In DL classification tasks within the field of computational histopathology, pathologist’s classification is generally treated as the ground truth when training the model [37]. Models are thus trained as best possible to imitate the pathologist’s classification. As a logical step from this, receiver operating characteristic curves and precision recall curves measuring the ability of the model to match pathologist classification are usually used as the primary form of model validation. However, in the case of certain classification tasks known to have high interobserver disagreement, one must consider carefully whether or not such methodologies are able to capture model performance accurately. Models are, as a general principle, only as good as the data they are trained, tested and validated on. There is an appreciable need for greater access and utilization of endpoints with greater objectivity such as survival, treatment response and other metrics with a lower propensity for imprecision and inaccuracies. These metrics are not without their own set of pitfalls, such a disagreement in treatment response or unclear cause of death due to a paucity of autopsies. However, these outcomes nonetheless serve to provide additional dimensions for interpreting the strengths and weaknesses of a given model. As such, when developing a model in which the ground truth is subjective and known for high levels of inter- and intra-observer disagreement, it may be worthwhile to incorporate such metrics to provide a more holistic perspective.

Conclusion

Our study shows that gastric adenocarcinoma subtyping on the basis of the Laurén classification can be performed using current state of the art deep learning techniques. Our DL-based classifier was able to stratify patients by survival, whereas the pathologist-based histology subtype was unable to do so. This seems to be primarily driven by the model reclassifying many resections as intestinal type which were originally classified as diffuse type. Further validation in endoscopic biopsies and detailed investigation to identify the histological survival-relevant features recognized by the DL model but not the pathologist are warranted.

Supplementary Information

Below is the link to the electronic supplementary material.

Author contribution

GPV and JNK designed the study; GPV performed the experiments; DC contributed technical experise; GPV, HIG and JNK analyzed the data; GPV performed statistical analyses; CR, HMB, TY, TO provided clinical and histopathological data; all authors provided clinical expertise and contributed to the interpretation of the results. GPV wrote the manuscript and all authors corrected the manuscript and collectively made the decision to submit for publication.

Funding

Open Access funding enabled and organized by Projekt DEAL. JNK is supported by the German Federal Ministry of Health (DEEP LIVER, ZMVI1-2520DAT111) and the Max-Eder-Programme of the German Cancer Aid (grant #70113864), the German Federal Ministry of Education and Research (PEARL, 01KD2104C; CAMINO, 01EO2101; SWAG, 01KD2215A; TRANSFORM LIVER, 031L0312A), the German Academic Exchange Service (SECAI, 57616814), the German Federal Joint Committee (Transplant.KI, 01VSF21048) and the European Union (ODELIA, 101057091; GENIAL, 101096312). HIG and JNK are supported in part by the National Institute for Health and Care Research (NIHR, NIHR213331) Leeds Biomedical Research Centre. The views expressed are those of the authors and not necessarily those of the NHS, the NIHR or the Department of Health and Social Care.
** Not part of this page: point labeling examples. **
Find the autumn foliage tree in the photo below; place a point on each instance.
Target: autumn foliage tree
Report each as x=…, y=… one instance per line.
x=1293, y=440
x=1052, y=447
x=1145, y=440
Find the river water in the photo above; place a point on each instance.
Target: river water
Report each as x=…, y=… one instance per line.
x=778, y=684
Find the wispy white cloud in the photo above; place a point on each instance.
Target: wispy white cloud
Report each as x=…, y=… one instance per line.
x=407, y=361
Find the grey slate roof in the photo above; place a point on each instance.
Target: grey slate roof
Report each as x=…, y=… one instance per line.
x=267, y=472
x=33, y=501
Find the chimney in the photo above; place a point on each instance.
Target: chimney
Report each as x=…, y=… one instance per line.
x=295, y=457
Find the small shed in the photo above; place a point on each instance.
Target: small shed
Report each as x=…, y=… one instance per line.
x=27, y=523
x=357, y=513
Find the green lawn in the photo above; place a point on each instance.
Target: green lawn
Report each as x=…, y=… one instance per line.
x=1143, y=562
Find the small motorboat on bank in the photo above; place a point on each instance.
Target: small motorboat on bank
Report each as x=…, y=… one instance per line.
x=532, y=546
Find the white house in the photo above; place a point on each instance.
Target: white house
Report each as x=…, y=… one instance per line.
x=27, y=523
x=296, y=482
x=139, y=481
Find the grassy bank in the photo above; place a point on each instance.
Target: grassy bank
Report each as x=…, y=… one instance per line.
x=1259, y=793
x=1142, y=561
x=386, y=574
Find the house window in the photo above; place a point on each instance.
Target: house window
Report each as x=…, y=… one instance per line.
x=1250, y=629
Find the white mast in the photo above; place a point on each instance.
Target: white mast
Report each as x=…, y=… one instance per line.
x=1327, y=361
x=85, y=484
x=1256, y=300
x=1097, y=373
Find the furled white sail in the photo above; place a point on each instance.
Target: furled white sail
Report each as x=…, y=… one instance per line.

GPV is supported by BMBF (Federal Ministry of Education and Research) in DAAD project 57616814 (SECAI, School of Embedded Composite AI, https://secai.org/) as part of the program Konrad Zuse Schools of Excellence in Artificial Intelligence.

Code availability

All codes are open source and available at https://github.com/KatherLab/marugoto.

Data availability

Some of the data that support the findings of this study are publicly available, and some are proprietary datasets provided under collaboration agreements. All data (including histological images) from the TCGA database are available at https://portal.gdc.cancer.gov/. All molecular data for patients in the TCGA cohorts are available at https://cbioportal.org/. All other data are under controlled access according to the local ethical guidelines and can only be requested directly from the respective study groups that independently manage data access for their study cohorts. Access to KIEL and KCCH was obtained via the Department of Pathology, Christian Albrechts University of Kiel, Kiel, Germany (https://www.medizin.uni-kiel.de/en/institutes-departments/institutes-of-clinical-theory/department-of-pathology) and the Kanagawa Cancer Center, Yokohama, Japan (https://kcch.kanagawa-pho.jp/en.html), respectively.

Declarations

Conflict of interest

HIG has received fees for advisory board activities by AstraZeneca and BMS, not related to this study. JNK reports consulting services for Owkin, France, Panakeia, UK and DoMore Diagnostics, Norway and has received honoraria for lectures by MSD, Eisai and Fresenius.

Footnotes

Publisher's Note

Springer Nature remains neutral with regard to jurisdictional claims in published maps and institutional affiliations.

References

  • 1.Bera K, Schalper KA, Rimm DL, Velcheti V, Madabhushi A. Artificial intelligence in digital pathology-new tools for diagnosis and precision oncology. Nat Rev Clin Oncol. 2019;16:703–715. doi: 10.1038/s41571-019-0252-y. [DOI] [PMC free article] [PubMed] [Google Scholar]
  • 2.Shmatko A, Ghaffari Laleh N, Gerstung M, Kather JN. Artificial intelligence in histopathology: enhancing cancer research and clinical oncology. Nat Cancer. 2022;3:1026–1038. doi: 10.1038/s43018-022-00436-4. [DOI] [PubMed] [Google Scholar]
  • 3.Echle A, Rindtorff NT, Brinker TJ, Luedde T, Pearson AT, Kather JN. Deep learning in cancer pathology: a new generation of clinical biomarkers. Br J Cancer. 2021;124:686–696. doi: 10.1038/s41416-020-01122-x. [DOI] [PMC free article] [PubMed] [Google Scholar]
  • 4.Kather JN, Pearson AT, Halama N, Jäger D, Krause J, Loosen SH, et al. Deep learning can predict microsatellite instability directly from histology in gastrointestinal cancer. Nat Med. 2019;25:1054–1056. doi: 10.1038/s41591-019-0462-y. [DOI] [PMC free article] [PubMed] [Google Scholar]
  • 5.Muti HS, Heij LR, Keller G, Kohlruss M, Langer R, Dislich B, et al. Development and validation of deep learning classifiers to detect Epstein-Barr virus and microsatellite instability status in gastric cancer: a retrospective multicentre cohort study. Lancet Digit Health. 2021 doi: 10.1016/S2589-7500(21)00133-3. [DOI] [PMC free article] [PubMed] [Google Scholar]
  • 6.Cifci D, Foersch S, Kather JN. Artificial intelligence to identify genetic alterations in conventional histopathology. J Pathol. 2022;257:430–444. doi: 10.1002/path.5898. [DOI] [PubMed] [Google Scholar]
  • 7.Ilic M, Ilic I. Epidemiology of stomach cancer. World J Gastroenterol. 2022;28:1187–1203. doi: 10.3748/wjg.v28.i12.1187. [DOI] [PMC free article] [PubMed] [Google Scholar]
  • 8.Laurén P. The two histological main types of gastric carcinoma: Diffuse and so-called intestinal-type carcinoma. Acta Pathol Microbiol Scand. 1965;64:31–49. doi: 10.1111/apm.1965.64.1.31. [DOI] [PubMed] [Google Scholar]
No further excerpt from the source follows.